[Python-Dev] PEP 498 f-string: is it a preprocessor?

Tue Aug 11 17:05:46 CEST 2015

On 08/10/2015 07:23 PM, Victor Stinner wrote:
> 
> 
> Le mardi 11 août 2015, Eric V. Smith <eric at trueblade.com
> <mailto:eric at trueblade.com>> a écrit :
> 
>     Oops, I was thinking of going the other way (str.format -> f''). Yes, I
>     think you're correct.
> 
> 
> Ah ok. 
> 
>     But in any event, I don't see the distinction between calling
>     str.format(), and calling each object's __format__ method. Both are
>     compliant with the PEP, which doesn't specify exactly how the
>     transformation is done.
> 
> 
> When I read the PEP for the first time, I understood that you
> reimplemented str.format() using the __format__() methods. So i
> understood that it's a new formatting language and it would be tricky to
> reimplement it, for example in a library providing i18n with f-string
> syntax (I'm not sure that it's feasible, it's just an example). I also
> expected many subtle differences between .format() and f-string.
> 
> In fact, f-string is quite standard and not new, it's just a compact
> syntax to call .format() (well, with some minor and acceptable subtle
> differences). For me, it's a good thing to rely on the existing
> .format() method because it's well known (no need to learn a new
> formatting language).
> 
> Maybe you should rephrase some parts of your PEP and rewrite some
> examples to say that's it's "just" a compact syntax to call .format().
> 
> --
> 
> For me, calling __format__() multiple times or format() once matters,
> for performances, because I contributed to the implementation of
> _PyUnicodeWriter. I spent a lot of time to keep good performances
> when the implementation of Unicode was rewritten for the PEP 393. With
> this PEP, writing an efficient implementation is much harder. The dummy
> benchmark is to compare Python 2.7 str.format() (bytes!) to Python 3
> str.format() (Unicode!). Users want similar performances! If I recall
> correctly, Python 3 is not bad (faster is some corner cases).
> 
> Concatenate temporary strings is less efficient Than _PyUnicodeWriter
> (single buffer) when you have UCS-1, UCS-2 and UCS-4 strings (1/2/4
> bytes per character). It's more efficient to write directly into the
> final format (UCS-1/2/4), even if you may need to convert the buffer
> from UCS-1 to UCS-2 (and maybe even one more time to UCS-4).

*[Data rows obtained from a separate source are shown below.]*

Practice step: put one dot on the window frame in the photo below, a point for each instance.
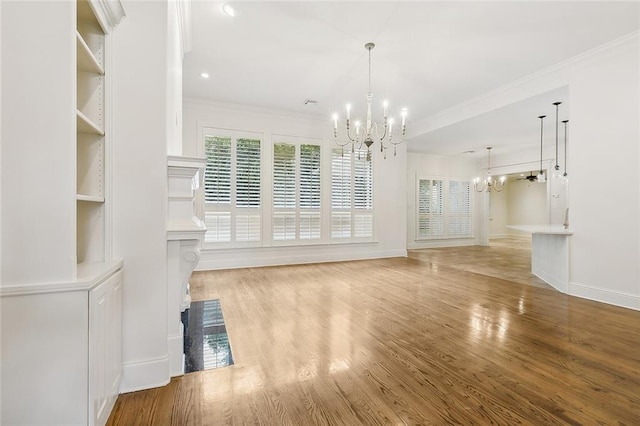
(352, 211)
(235, 211)
(447, 215)
(297, 210)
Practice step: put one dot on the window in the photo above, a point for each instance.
(443, 214)
(459, 209)
(296, 191)
(232, 186)
(351, 195)
(430, 209)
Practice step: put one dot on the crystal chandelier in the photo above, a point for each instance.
(371, 131)
(489, 183)
(541, 177)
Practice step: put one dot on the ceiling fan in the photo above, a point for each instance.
(530, 178)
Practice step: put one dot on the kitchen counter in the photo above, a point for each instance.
(549, 253)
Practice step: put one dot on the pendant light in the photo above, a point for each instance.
(565, 148)
(556, 167)
(541, 176)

I think I've pinpointed what bothers me about building up a string for
str.format: You're building up a string which is then parsed, and after
it's parsed, you make the exact same function calls that you could
instead make directly.

When Mark Dickinson and I implemented short float repr we spent a lot of
time taking apart code that did things like this.

But yes, there are some optimizations in str.format dealing with both
_PyUncicodeWriter and with not calling __format__ for some builtin
types. So maybe there's a win to be had there, even with the extra
parsing that would happen.

In any event, it should be driven by testing.

That said, I now think that when handling nested f-strings:

f'value: {value:{width}}'

It will be easier to translate this to:

'value: {0:{1}s}'.format(value, width)

than:

''.join(['value: ',
          value.__format__(''.join([width.__format__(), 's']))
         ])

But I don't see any need to modify the PEP. The exact mechanism used
isn't specified. I just want the PEP to be clear that it's using the
__format__ protocol. The implementation can either do so explicitly or
via str.format, and which one might change in the future.

Eric.